While animations can be rendered out as QuickTime files, Canoma has a spread of export options for the 3D models it creates. VRML2 and MetaStream - MetaCreations own answer to VRML - are high up on the list, given the Web potential of this product, but users of Poser, Bryce 3D, and LightWave are catered for by the OJB format. Importing finished models into Poser, however, proves complicated (much copying of individual files into specific directories is required). The trueSpace SCN format is very well catered for - Canoma scenes are perfectly preserved in the Caligari 3D package. MetaCreations' mandate is to make every piece of its software as approachable, intuitive and as easy to use as possible. Sometimes it fails. Sometimes its enthusiasm for features clutters the interface. With Canoma however it has succeeded.
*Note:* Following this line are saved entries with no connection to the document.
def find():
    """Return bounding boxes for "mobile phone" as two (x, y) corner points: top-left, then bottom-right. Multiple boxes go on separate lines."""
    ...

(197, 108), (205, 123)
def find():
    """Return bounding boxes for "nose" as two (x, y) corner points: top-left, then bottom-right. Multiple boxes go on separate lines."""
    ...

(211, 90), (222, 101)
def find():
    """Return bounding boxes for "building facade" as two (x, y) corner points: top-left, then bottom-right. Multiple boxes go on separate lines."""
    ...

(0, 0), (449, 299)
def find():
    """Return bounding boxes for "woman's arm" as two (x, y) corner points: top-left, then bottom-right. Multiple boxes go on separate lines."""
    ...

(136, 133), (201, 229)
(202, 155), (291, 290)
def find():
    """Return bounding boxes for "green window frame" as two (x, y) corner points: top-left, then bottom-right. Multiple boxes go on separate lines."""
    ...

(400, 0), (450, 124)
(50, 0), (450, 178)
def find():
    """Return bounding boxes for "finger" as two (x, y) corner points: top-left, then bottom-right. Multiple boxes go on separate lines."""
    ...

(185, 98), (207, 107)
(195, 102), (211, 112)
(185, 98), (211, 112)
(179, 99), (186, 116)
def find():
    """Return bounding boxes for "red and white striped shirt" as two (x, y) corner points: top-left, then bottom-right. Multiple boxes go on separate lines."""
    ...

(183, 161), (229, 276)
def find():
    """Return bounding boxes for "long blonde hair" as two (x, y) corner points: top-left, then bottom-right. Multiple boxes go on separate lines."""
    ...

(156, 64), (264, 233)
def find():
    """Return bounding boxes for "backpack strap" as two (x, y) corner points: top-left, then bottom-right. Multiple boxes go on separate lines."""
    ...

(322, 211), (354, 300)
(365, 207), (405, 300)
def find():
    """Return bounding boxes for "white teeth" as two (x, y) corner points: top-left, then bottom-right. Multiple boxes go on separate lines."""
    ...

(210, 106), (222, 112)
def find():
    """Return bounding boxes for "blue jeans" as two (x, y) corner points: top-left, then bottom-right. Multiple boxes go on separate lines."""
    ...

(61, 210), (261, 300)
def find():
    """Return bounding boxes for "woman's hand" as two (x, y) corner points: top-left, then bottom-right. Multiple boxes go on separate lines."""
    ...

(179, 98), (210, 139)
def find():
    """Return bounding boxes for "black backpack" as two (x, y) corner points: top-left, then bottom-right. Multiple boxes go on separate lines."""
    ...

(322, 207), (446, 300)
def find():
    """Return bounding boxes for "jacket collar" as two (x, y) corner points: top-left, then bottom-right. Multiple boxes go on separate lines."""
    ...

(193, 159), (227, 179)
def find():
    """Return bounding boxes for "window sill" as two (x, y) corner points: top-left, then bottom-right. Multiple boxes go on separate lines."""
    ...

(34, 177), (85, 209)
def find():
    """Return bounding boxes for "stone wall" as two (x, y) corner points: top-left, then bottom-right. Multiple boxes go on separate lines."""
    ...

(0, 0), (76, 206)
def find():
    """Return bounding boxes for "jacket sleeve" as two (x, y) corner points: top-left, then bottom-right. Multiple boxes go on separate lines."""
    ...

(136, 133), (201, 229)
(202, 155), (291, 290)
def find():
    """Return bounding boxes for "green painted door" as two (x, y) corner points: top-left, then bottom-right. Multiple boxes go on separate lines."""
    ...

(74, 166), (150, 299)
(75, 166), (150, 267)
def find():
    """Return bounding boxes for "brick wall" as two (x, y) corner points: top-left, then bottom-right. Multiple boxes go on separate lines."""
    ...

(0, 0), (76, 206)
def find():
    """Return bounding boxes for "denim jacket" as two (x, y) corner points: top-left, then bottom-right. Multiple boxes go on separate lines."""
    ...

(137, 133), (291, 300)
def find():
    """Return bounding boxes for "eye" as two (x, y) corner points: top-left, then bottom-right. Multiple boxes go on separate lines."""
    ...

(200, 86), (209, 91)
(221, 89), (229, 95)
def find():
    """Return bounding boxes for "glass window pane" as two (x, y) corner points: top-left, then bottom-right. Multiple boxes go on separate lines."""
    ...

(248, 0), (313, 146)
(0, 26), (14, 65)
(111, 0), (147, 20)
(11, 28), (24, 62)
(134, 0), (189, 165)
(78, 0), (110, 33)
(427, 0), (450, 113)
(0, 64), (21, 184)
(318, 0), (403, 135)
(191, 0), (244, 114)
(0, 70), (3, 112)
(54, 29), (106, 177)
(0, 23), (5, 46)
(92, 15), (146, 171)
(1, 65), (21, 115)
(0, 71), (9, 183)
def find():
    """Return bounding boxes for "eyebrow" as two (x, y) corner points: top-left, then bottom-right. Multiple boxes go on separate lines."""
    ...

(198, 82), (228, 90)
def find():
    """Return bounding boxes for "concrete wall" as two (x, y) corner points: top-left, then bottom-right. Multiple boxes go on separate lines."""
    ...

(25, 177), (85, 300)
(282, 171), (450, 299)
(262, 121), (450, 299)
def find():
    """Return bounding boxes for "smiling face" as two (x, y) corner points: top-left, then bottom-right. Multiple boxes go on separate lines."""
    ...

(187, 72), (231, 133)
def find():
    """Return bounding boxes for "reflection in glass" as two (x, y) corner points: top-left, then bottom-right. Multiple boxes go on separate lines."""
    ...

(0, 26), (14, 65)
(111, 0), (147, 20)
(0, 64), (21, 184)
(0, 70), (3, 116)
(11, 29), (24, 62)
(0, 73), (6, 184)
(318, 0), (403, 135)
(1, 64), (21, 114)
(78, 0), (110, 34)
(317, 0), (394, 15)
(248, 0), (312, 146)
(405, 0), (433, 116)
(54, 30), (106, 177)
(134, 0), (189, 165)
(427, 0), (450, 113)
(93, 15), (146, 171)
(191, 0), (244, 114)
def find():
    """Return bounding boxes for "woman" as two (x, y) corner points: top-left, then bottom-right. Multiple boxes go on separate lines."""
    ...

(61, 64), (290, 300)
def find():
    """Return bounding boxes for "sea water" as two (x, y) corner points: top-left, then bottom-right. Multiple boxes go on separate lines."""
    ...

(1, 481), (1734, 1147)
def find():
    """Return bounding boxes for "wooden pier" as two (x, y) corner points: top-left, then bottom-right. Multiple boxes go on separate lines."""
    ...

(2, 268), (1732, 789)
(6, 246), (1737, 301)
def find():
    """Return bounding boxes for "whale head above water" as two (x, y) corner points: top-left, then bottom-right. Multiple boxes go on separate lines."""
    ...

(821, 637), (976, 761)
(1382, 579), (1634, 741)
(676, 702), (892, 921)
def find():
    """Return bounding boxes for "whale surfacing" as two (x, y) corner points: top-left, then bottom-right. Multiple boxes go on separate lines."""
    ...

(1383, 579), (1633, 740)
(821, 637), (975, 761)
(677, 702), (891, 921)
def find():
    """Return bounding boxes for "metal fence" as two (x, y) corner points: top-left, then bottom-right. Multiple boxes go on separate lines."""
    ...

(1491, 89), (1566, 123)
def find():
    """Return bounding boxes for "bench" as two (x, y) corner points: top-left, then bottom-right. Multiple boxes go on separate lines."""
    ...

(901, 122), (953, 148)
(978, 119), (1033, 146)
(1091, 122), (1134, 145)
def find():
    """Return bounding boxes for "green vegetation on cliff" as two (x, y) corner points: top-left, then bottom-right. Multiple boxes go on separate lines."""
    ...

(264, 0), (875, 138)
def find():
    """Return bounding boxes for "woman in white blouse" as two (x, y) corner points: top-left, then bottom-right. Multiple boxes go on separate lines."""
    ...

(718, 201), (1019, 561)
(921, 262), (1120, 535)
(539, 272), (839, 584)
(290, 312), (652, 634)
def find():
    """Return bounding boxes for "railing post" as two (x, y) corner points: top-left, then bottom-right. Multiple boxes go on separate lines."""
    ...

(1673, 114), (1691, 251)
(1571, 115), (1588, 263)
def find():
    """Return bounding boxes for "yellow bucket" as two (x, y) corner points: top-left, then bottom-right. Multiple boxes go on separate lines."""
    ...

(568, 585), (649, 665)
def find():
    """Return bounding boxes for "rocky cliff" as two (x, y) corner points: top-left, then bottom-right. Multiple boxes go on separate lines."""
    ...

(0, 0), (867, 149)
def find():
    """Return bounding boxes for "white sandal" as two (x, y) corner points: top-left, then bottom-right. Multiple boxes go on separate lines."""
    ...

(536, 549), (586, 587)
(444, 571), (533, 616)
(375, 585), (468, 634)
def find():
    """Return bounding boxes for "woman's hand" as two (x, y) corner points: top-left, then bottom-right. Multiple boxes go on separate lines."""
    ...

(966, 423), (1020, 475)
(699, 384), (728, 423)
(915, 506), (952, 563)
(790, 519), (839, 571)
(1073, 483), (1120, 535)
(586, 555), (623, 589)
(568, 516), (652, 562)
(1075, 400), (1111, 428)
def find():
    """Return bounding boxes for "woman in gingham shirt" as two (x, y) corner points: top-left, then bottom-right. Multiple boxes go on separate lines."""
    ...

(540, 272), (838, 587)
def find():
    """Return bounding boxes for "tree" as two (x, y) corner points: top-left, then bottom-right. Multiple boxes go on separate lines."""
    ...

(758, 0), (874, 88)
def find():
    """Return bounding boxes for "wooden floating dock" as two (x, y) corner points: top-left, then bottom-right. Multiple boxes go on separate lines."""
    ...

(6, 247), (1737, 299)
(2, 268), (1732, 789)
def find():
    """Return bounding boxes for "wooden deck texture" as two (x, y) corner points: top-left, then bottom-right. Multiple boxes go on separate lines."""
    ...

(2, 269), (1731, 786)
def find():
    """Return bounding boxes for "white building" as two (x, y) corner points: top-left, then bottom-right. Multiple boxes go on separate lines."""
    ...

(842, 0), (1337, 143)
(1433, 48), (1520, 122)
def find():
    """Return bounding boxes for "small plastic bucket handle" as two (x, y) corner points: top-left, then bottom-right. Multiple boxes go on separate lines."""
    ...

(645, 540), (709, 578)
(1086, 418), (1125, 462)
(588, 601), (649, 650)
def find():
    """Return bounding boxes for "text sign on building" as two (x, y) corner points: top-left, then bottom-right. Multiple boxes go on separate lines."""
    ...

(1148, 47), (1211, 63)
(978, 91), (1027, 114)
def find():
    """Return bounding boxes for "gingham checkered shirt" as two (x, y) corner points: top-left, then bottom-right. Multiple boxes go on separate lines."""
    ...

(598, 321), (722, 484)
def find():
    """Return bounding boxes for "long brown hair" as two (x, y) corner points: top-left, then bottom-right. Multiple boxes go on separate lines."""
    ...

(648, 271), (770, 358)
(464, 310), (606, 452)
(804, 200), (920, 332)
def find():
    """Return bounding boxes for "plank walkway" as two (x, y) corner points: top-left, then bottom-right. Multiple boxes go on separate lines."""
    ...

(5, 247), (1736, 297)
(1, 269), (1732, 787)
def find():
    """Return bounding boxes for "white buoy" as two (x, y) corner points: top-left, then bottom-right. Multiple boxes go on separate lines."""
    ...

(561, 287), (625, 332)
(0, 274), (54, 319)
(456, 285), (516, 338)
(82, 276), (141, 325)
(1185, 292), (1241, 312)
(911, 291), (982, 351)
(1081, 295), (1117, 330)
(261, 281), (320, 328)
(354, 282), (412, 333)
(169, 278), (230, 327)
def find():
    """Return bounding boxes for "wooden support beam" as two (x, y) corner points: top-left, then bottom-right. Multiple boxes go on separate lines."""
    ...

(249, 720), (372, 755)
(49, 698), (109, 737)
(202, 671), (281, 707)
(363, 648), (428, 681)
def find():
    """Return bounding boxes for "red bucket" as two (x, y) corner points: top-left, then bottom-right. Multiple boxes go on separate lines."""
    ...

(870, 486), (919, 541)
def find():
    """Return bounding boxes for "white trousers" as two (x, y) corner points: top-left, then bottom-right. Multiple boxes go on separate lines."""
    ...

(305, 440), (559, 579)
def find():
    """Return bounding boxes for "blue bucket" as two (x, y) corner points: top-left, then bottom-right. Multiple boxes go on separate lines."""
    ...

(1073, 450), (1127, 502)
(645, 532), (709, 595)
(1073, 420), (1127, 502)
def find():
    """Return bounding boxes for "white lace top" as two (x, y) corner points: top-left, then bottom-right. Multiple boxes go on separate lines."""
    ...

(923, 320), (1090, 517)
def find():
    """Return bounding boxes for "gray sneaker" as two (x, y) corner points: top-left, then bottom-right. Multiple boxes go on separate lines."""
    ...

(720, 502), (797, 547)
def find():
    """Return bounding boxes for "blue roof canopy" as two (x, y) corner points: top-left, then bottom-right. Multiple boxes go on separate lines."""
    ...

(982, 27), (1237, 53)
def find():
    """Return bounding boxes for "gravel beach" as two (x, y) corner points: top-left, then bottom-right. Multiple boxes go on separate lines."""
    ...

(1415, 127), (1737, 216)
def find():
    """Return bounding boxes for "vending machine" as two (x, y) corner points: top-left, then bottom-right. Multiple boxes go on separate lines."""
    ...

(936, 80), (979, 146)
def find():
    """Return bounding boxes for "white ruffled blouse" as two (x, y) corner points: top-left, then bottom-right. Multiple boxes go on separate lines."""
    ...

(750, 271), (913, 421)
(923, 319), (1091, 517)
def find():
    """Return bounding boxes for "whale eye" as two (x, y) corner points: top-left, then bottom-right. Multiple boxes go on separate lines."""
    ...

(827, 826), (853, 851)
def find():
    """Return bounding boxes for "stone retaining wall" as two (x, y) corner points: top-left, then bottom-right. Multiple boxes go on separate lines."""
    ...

Quick and easyCanoma, as you suspect from its wafer-thin manual, is monumentally easy to use. In fact, its simplicity, pared down design and quick-fire results actually make it enjoyable to use. There's something intensely creative about wringing a 3D model from a 2D image. Breaking an image into primitives and trying to isolate the best combination of shapes to sum up a structure is taxing but very satisfying, exercising every last neuron of spatial reasoning in your brain.

It's also quick. Arranging a townscape or standard interior shot into 3D can take minutes. However, using Canoma is a real skill. You develop your own techniques and, after time, you find yourself quickly reducing images into primitives and negative space, and you find your pinning and beading skills rapidly improving. At the same time, Canoma learns more and more about your scene. You have to use less and less pins as the program leaps ahead and guesses accurately where your shape will lie.

However, there are things it can't do. The absence of anything close to a curve or a sphere is irritating and left unexplained. Anything organic or naturalistic is practically out of the question. There are objects in the primitives selection with editable polyline contours - essentially allowing you to add points to their surface to create objects like cars, or signs or even people - but the detail you can achieve is disappointing. If you think back to 3D action games about three years ago, you should have a good idea of the quality.

Also, for a 3D package, the animation features are very basic. Disappointingly, you can't add acceleration or deceleration, or any kind of dynamic features to your motion. Neither are there provisions for scaling keyframes. Having said that, there's some scope for unique visual effects, such as changing the field or view and warping a still image with bizarre fish-eye lens distortion.